Anda di halaman 1dari 12

PEMBUKTIAN

1. Pengertian Pembuktian
Menurut R. Subekti yang dimaksud dengan pembuktian adalah suatu daya upaya para
pihak yang berperkara untuk meyakinkan hakim tentang kebenaran dalil-dalil yang
dikemukakannya di dalam suatu yang sedang dipersengketakan di muka pengadilan
atau yang diperiksa oleh hakim.
Pembuktian adalah upaya para pihak yang berperkara untuk meyakinkan hakim akan
kebenaran peristiwa atau kejadian yang diajukan oleh para pihak yang bersengketa
dengan alat-alat bukti yang ditetapkan oleh undang-undang.(Abdul Manan, 2006)
Pembuktian bertujuan untuk mendapatkan kebenaran suatu peristiwa atau hak yang
diajukan kepada hakim.

2. Urgensi Pembuktian dalam Perkara Perdata


a. Apa yang harus dibuktikan
Yang harus dibuktikan adalah peristiwa atau kejadian yang harus dikemukakan oleh
para pihak-pihak dalam hal sesuatu yang belum jelas atau yang menjadi sengketa.
Jadi yang harus dibuktikan adalah peristiwa dan kejadiannya yang telah dikonstatir
dan dikualifisir.
Peristiwa-peristiwa yang harus dibuktikan di muka sidang pengadilan harus
memenuhi syarat-syarat sebagai berikut :

(1). Peristiwa atau kejadian tersebut harus merupakan peristiwa atau kejadian yang
disengketakan.

(2). Peristiwa atau kejadian tersebut harus dapat diukur, terikat dengan ruang dan
waktu.
(3). Peristiwa atau kejadian tersebut harus berkaitan dengan hak yang disengketakan,
karena pembuktian itu tidak mengenai hak yang disengketakan itu sendiri. Tetapi
yang harus dibuktikan adalah peristiwa atau kejadian yang menjadi sumber hak
yang disengketakan.
(4). Peristiwa atau kejadian itu efektif untuk dibuktikan, maksudnya peristiwa atau
kejadian tersebut merupakan satu mata rangkaian peristiwa.
(5). Peristiwa atau kejadian tersebut tidak dilarang oleh hukum dan kesusilaan.

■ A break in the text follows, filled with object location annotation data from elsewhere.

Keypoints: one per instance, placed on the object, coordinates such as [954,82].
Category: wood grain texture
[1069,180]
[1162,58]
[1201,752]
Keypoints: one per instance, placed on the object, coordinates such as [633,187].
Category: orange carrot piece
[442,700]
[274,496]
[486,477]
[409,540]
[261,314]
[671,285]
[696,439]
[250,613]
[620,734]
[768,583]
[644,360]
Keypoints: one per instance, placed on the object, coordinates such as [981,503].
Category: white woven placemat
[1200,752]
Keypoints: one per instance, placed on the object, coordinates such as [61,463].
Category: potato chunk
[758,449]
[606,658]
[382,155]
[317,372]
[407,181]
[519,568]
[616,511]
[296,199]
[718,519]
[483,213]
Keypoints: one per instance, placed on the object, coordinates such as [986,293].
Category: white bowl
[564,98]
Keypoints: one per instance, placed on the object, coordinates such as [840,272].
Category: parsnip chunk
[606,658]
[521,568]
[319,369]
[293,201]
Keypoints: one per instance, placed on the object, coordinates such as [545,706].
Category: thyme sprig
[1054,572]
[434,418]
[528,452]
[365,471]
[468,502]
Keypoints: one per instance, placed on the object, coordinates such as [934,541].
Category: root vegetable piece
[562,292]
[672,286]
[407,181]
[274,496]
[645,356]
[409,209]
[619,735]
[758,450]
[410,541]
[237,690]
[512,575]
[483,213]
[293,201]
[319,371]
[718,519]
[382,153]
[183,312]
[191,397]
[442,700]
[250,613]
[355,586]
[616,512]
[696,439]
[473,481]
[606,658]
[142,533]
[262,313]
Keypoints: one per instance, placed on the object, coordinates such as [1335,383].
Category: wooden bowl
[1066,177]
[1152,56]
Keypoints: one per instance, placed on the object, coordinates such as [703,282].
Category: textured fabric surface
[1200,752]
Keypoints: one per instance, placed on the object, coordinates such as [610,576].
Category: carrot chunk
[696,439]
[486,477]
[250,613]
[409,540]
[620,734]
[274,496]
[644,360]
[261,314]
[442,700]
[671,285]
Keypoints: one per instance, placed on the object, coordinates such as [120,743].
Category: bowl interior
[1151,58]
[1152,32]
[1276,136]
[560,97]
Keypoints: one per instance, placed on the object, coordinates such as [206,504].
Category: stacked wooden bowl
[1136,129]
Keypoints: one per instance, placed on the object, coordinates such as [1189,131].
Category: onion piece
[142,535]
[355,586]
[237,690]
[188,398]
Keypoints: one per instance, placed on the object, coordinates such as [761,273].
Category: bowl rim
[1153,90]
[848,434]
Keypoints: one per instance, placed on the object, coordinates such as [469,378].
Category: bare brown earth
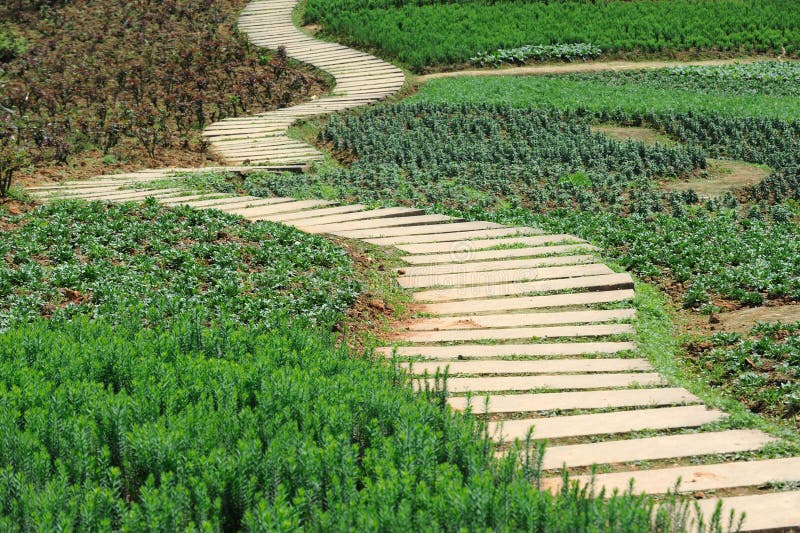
[588,66]
[724,176]
[631,133]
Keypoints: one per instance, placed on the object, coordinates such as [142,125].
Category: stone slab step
[549,382]
[655,448]
[544,332]
[467,351]
[312,214]
[375,223]
[778,511]
[603,282]
[483,244]
[486,266]
[502,276]
[515,320]
[387,212]
[134,195]
[99,185]
[421,230]
[606,423]
[526,302]
[464,256]
[542,366]
[454,236]
[203,200]
[565,401]
[693,478]
[253,213]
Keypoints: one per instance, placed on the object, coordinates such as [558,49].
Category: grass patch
[658,339]
[440,32]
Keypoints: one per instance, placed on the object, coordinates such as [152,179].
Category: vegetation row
[432,33]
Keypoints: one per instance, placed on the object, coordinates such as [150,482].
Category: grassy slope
[185,426]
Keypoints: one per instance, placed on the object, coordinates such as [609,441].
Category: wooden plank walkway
[535,329]
[537,341]
[361,79]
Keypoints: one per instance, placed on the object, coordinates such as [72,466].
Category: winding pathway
[535,320]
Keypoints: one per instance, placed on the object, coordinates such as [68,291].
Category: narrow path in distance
[361,79]
[537,321]
[581,66]
[540,324]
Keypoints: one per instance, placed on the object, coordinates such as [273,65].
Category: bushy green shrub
[424,33]
[193,429]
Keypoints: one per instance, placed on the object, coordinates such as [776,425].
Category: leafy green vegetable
[145,264]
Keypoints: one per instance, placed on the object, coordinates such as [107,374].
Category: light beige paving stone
[468,351]
[486,266]
[502,276]
[441,229]
[526,302]
[654,448]
[237,201]
[541,366]
[463,247]
[471,255]
[312,214]
[778,511]
[544,332]
[604,282]
[606,423]
[551,381]
[695,477]
[254,213]
[387,212]
[515,320]
[375,222]
[453,236]
[565,401]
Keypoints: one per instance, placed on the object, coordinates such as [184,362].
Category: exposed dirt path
[537,321]
[542,325]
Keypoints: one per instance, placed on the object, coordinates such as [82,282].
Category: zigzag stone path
[537,320]
[555,358]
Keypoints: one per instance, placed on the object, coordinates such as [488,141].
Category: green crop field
[165,368]
[767,89]
[432,33]
[149,383]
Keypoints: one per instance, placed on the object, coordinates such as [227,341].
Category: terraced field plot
[518,320]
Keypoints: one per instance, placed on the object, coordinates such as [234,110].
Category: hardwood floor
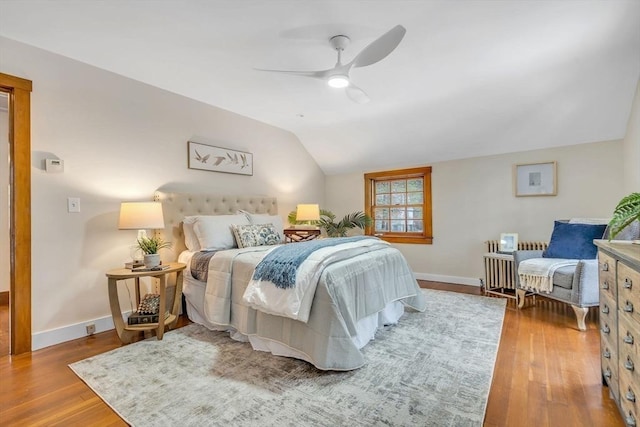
[547,374]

b. Siapa yang dibebani beban pembuktian


Dalam Pasal 163 HIR disebutkan bahwa barangsiapa yang mengaku mempunyai hak,
atau ia menyebutkan suatu perbuatan untuk menguatkan haknya itu, atau untuk
membantah hak orang lain, maka orang itu harus membuktikan adanya hak itu atau
adanya kejadian itu.
Sedangkan dalam Pasal 1865 KUHPerdata menyatakan bahwa barangsiapa yang
mengaku mempunyai hak, maka ia harus mambuktikan adanya hak itu atau peristiwa
yang didalilkan itu.
Berdasarkan peraturan perundang-undangan di atas, dapat disimpulkan bahwa yang
harus membuktikan atau dibebani pembuktian adalah para pihak yang
berkepentingan di dalam suatu perkara, terutama Penggugat yang mengajukan
dalil-dalil gugatannya, sedangkan Tergugat berkewajiban untuk membuktikan
bantahannya.
Jikalau Penggugat tidak mampu membuktikan peristiwa yang diajukannya, maka ia
harus dikalahkan, sedangkan kalau Tergugat tidak dapat membuktikan kebenaran
bantahannya, maka ia harus pula dikalahkan, atau tidak dimenangkan.

Dengan demikian, para pihaklah yang wajib membuktikan segala kejadian, peristiwa,
atau fakta yang disengketakan itu dengan mengajukan alat bukti yang sah menurut Undang-
undang.

3. Hal-hal yang tidak perlu dibuktikan

a. Peristiwa yang dianggap tidak perlu diketahui oleh hakim atau dianggap tidak mungkin
diketahui oleh hakim, misalnya :

-Dalam putusan verstek

Dalam hal dijatuhkan putusan verstek, maka segala peristiwa yang didalilkan oleh Penggugat,
harus dianggap benar.Hakim cukup meneliti apakah panggilan telah dilaksanakan secara patut
ataukah tidak. Jika panggilan telah dipanggil secara resmi dan patut, maka dapat dijatuhkan
putusan verstek.

Khusus dalam perkara perceraian, sebaiknya tetap dilakukan pembuktian tentang kebenaran
dalil gugat, dan perlu dipanggil keluarga para pihak atau teman dekat para pihak untuk
didengar keterangannya dalam rangka memaksimalkan upaya perdamaian.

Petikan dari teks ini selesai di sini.